Since transparent disclosure is critical for any investment decision, it is not surprising investor attention should be focused on the risk factors listed by NSE in its draft red herring prospectus (DRHP) for an IPO which is estimated to be looking to raise R10,000 crore for a 20-25% stake in the exchange. Given the severity of the charges made against the exchange, you wouldn’t have thought the first internal risk listed in the DRHP would be “we may not be able to maintain or increase our trading volumes” or the second “broad market trends and other factors beyond our control could significantly reduce demand for our products and services”, but that’s the way NSE has categorised the risk factors.
It is, of course, the third risk factor that is the most important since it deals with the charges Sebi is investigating, charges that NSE allowed preferential access to certain brokers who got market information earlier than others and were able to steal a march over the others due to this.
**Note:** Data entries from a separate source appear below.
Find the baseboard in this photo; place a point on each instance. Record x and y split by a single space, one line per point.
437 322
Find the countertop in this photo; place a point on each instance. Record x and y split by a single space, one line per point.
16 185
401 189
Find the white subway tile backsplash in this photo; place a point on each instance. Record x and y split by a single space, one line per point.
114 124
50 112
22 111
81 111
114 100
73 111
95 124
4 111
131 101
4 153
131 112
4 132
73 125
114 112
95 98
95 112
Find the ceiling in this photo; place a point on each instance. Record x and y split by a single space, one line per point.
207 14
While Sebi had forwarded these charges, made by a whistleblower, to the exchange in early 2015, in March this year, it gave the exchange the interim observations of a report on it and asked for a response to the findings—among others, the DRHP says, the report found “that our co-location facilities and tick-by-tick, or TBT, architecture were vulnerable to manipulation and abuse, violated norms of fair access and compromised market fairness and integrity, as certain select trading members who availed of our co-location facilities were able to gain materially from the exploitation of our market feed dissemination architecture to receive market data more quickly than other trading members”.
On Sebi’s suggestion, NSE got a forensic audit conducted (by Deloitte India)—while that confirmed much of what the earlier report had, it said “it is not in a position to comment on whether this would amount to collusion or connivance”; the Deloitte report was given to Sebi last week.
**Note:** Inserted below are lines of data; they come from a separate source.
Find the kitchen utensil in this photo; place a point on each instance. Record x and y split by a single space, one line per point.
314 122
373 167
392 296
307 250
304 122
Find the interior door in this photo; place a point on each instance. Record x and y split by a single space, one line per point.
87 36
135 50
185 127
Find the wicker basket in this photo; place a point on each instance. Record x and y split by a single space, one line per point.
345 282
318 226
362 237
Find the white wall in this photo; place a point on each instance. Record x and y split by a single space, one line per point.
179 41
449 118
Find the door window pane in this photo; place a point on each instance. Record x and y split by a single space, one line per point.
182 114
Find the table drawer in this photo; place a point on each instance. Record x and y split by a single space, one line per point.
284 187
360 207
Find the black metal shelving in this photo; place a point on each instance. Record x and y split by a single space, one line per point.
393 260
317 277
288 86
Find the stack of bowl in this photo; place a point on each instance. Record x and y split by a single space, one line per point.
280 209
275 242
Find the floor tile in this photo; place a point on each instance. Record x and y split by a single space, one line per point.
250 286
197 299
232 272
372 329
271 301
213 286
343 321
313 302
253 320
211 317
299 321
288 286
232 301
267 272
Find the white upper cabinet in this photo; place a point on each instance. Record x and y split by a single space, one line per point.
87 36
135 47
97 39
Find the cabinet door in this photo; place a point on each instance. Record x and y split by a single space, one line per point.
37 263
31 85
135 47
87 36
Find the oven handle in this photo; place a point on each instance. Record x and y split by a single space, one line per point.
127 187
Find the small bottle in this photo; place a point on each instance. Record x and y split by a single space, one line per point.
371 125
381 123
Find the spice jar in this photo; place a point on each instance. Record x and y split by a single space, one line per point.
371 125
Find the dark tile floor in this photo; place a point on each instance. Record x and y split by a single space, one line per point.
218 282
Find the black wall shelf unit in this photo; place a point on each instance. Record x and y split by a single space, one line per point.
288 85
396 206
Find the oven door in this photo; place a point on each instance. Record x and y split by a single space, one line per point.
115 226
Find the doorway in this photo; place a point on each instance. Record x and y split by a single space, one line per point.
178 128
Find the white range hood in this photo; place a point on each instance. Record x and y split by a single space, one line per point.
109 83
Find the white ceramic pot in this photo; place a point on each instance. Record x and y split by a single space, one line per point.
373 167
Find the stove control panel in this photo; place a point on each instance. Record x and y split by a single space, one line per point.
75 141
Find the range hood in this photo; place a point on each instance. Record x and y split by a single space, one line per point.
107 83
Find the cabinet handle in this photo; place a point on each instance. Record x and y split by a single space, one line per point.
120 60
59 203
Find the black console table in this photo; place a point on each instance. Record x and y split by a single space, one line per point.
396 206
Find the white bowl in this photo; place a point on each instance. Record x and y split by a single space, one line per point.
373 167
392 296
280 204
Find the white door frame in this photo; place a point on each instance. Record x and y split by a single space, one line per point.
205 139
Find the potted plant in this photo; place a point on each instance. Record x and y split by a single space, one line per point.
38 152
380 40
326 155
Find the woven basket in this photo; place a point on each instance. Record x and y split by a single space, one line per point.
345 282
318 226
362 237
The question for potential shareholders, however, is the impact of this on the exchange. Will the damage be limited to the R145.5 crore the exchange earned from the trades placed through the co-location facilities in September-November 2016—NSE has put them aside in a separate bank account.
The amount is not insignificant since, as the DRHP says, these revenues add up to 25-30% of the exchange’s turnover. Naturally, losing this revenue steam is a possibility NSE alerts potential investors to. But, the question is, will the damage be limited to a financial penalty, and will there be a larger responsibility that will be determined or will Sebi accept the view that only a few employees were responsible, and that the top management was not involved? Given the impact of the regulator’s action on shareholder value, and the fact that investors—as opposed to punters—are not in a position to take an informed decision on the likely regulatory fallout just based on the DRHP, the sooner Sebi is able to finalise its penalty, the better it will be for all concerned.